P398 The early appearance of anti-drug antibodies during the induction phase predicts the clinical response of adalimumab and infliximab in IBD

X. Roblin1, N. williet1, P. veyrard1, G. boschetti2, A.E. berger3, S. nancey2, B. flourie2, S. paul3

1Department of Gastroenterology and Hepatology- Inserm- CIC1408, CHU Saint Etienne - Hospital Nord, Saint-Priest en Jarez, France, 2Department of Gastroenterology and Hepatology, CHU Lyon sud, Lyon, France, 3CHU Saint Etienne - Hospital Nord, Immunology, Saint-Priest en Jarez, France

Background

Several studies have shown a link between circulating anti-TNF levels during induction and clinical progression during IBD. There are less data on the detection of anti-drug antibodies at induction because it requires the use of so-called ‘drug-tolerant’ techniques. The purpose of our study was to investigate in two distinct cohorts (IBD patients on IFX or ADA) whether the early appearance of anti-drug antibodies measured using a drug-tolerant test was associated with clinical progression.

Methods

In a retrospective study, we included all patients followed in our department for at least 3 months and having had an anti-TNF dosage from W2 of induction under ADA or IFX. At follow-up, therapeutic failure was defined by the obligation to optimise, a change in biotherapy, the use of corticosteroids or surgery. IFX and ADA levels were measured routinely (Lisa-Tracker; Theradiag) and anti-medicine antibodies were detected by ‘drug-sensitive’ ELISA technique (Lisa-Tracker; Theradiag) or ‘drug-tolerant’ as previously described [1]. Patients with a positive rheumatoid factor were excluded.

Results

54 patients were included in ADA (mean age: 36 years, sex ratio M/F = 54%, CD: 65%, combotherapy: 10%) and 54 treated with IFX (mean age: 35 years, sex ratio M/F: 46%, CD: 62%, combotherapy: 65%). The search for anti-drug antibodies to W2 using a ‘drug-sensitive’ technique did not reveal any antibodies, whereas 74% of patients on ADA (AAA > or = 2.5 µg/ml eq) and 55% of patients on IFX (ATI > or = 4µg/ml eq). Under ADA, the duration of treatment until loss of response was significantly shorter in the presence of AAA at W2: 6 months vs. 24 months (HR = 18.51; 95CI = 4.35–78.11; p < 0.001). In multivariate analysis, the only independent factor associated with failure was the rate of ADA antibodies to W2 (HR = 18.17; 95CI: 4.27–77.45; p < 0.001). Under IFX, the treatment time to loss of response was significantly shorter in the presence of ATI to W2 (ATI > or = 4µg/ml eq): 5.5 months vs. >24 months (HR = 13.89; 95CI = 4.08–47.31; p < 0.001).
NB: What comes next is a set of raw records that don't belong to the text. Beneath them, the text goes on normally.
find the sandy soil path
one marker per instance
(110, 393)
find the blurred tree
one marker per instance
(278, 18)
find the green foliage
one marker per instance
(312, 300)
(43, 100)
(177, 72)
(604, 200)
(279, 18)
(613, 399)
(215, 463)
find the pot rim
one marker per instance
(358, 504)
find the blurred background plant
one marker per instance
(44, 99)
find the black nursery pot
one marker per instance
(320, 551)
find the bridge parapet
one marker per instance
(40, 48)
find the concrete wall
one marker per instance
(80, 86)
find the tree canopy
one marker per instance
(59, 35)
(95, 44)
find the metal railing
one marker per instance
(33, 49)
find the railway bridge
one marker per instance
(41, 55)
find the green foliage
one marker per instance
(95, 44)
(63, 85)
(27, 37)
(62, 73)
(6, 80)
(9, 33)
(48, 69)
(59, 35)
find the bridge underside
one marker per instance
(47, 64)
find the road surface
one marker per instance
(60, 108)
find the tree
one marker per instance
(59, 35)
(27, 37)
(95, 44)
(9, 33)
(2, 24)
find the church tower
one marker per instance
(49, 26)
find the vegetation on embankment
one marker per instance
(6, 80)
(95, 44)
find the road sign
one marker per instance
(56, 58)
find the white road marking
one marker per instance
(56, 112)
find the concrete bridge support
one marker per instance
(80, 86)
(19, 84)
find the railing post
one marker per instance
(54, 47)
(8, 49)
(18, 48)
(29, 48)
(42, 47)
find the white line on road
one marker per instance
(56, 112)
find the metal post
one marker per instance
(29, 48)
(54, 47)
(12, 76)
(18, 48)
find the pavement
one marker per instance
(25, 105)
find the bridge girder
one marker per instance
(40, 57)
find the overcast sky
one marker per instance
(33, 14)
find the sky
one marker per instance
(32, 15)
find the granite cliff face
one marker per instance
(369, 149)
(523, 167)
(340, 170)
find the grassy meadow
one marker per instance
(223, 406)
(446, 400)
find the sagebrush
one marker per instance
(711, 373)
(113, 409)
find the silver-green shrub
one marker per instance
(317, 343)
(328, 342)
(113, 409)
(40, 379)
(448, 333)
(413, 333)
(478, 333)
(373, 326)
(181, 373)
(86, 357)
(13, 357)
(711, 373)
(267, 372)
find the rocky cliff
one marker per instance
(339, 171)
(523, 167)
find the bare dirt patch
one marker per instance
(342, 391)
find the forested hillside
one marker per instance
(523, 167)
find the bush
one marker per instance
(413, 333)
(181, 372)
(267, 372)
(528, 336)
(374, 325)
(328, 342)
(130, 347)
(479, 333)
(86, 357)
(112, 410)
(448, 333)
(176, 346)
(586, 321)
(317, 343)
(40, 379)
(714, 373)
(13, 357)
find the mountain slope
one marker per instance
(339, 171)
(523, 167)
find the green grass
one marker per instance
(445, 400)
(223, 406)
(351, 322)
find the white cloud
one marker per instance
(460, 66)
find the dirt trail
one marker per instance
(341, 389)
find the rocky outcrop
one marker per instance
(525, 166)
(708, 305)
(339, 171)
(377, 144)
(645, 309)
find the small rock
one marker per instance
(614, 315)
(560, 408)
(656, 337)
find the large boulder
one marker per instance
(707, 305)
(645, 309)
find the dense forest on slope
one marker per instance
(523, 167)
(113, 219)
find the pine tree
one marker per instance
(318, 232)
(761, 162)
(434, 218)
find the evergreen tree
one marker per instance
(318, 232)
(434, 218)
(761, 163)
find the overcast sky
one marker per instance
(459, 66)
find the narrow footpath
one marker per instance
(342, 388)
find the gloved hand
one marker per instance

In multivariate analysis, the only independent factor associated with failure was the level of anti-IFX antibodies to W2 (> or = 4 µg/ml eq) (HR = 8.07; 95CI: 3.13–20.82; p < 0.001). The higher quartiles of ATI and AAA were significantly associated with poor outcomes (p < 0.001 for each anti-TNF).

Conclusion

The early onset of anti-drug antibodies in the induction phase as early as W2 is the only isolated independent factor associated with loss of response. Anti-drug antibody frequencies are very high when measured with a drug-tolerant test and these Abs may be more neutralising with ADA than with IFX.